Bruxelles a ordonné à Paris de récupérer deux prêts octroyés en 2005 à la société Arbel Fauvet Rail, à un taux de 4,08%, jugé trop bas pour être accordé à une entreprise en difficulté.
Deux millions d’euros. C’est la somme prêtée à la société Arbel Fauvet Rail (AFR) en 2005 par la Région Nord-Pas-de-Calais et la communauté d’agglomération du Douaisis (CAD). Une aide « illégale », selon la Commission européenne, qui a sommé la France, vendredi 4 avril, de récupérer cette somme le plus rapidement possible.
En cause : le taux d’intérêt anormalement bas, 4,08%, conféré à AFR. L’entreprise, constructeur de wagons de marchandises et de citernes à Douai, dans le Nord de la France, était à l’époque en grande difficulté financière.
Aujourd’hui, pour la première fois depuis 10 ans, AFR s’apprête à renouer avec les bénéfices, au lendemain d’une reprise, en janvier 2007, par le fonds d’investissement IGf Care. Le fonds a injecté 20 millions d’euros dans l’entreprise, dont 6 millions d’augmentation de capital.
Une situation qui est très différente de celle qu’a connue AFR en 2005, à l’époque où la société touchait des fonds de l’État. Avec un chiffre d’affaires en chute libre (70 millions d’euros en 2001, 22,7 millions en 2004) et un résultat net prenant la forme d’une perte de plus de 20 000 euros en 2004, la société s’est vue prêter deux millions d’euros par les pouvoirs publics. Une aide qui n’est pas du goût de Neelie Kroes, la commissaire chargée de la Concurrence : « La Commission ne saurait tolérer une aide qui confère à une société un avantage indu par rapport à ses concurrents », a-t-elle déclaré à Bruxelles, vendredi 4 avril. Car selon l’exécutif européen, AFR a obtenu deux prêts à des taux qui s’appliquaient alors sur le marché du crédit à des entreprises financièrement saines.

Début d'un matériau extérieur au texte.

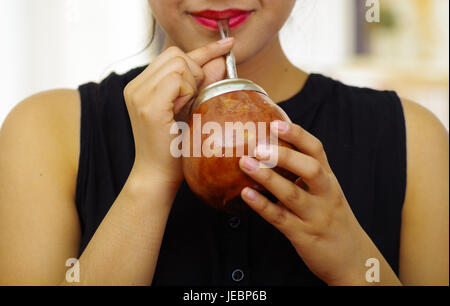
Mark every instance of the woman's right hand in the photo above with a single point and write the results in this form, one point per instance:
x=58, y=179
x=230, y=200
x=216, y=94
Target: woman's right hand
x=158, y=94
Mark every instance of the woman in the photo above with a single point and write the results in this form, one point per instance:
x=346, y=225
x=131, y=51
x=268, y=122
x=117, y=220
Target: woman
x=106, y=190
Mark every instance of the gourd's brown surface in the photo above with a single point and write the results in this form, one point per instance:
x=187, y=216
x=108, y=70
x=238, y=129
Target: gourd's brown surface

Contactée par téléphone, AFR n’a pas souhaité réagir à la nouvelle. Même silence à la Région Nord-Pas-de-Calais, où l’on se borne à se dire « surpris » de la décision de la Commission.
Pourtant, une enquête formelle avait été lancée le 12 septembre 2007 à Bruxelles. En 2006, « à la suite d’une plainte », Bruxelles et les autorités françaises avaient échangé plusieurs lettres pour enquêter sur la somme allouée, comme c’est le toujours le cas dans une telle affaire.
Application de la décision «dans un délai raisonnable»
Si la décision de la Commission est directement applicable par la France, l’évaluation de la somme à rembourser est laissée « à la charge des autorités françaises ».
La France pourrait déposer un recours auprès de la Commission, qui aurait pour effet un second examen du dossier ARF, sans pour autant suspendre la décision de Bruxelles en attendant. Selon l’usage, Paris doit désormais faire appliquer la décision de la Commission dans « un délai raisonnable, qui peut varier en fonction de l’importance de l’affaire, des sommes engagées et, même si la Commission s’en défend, de sa médiatisation », explique un diplomate français.
Entre 2000 et 2007, le direction générale de la Concurrence auprès de la Commission européenne a adopté 119 décisions de ce genre. Parmi elles, 16 ont été adressées à la France.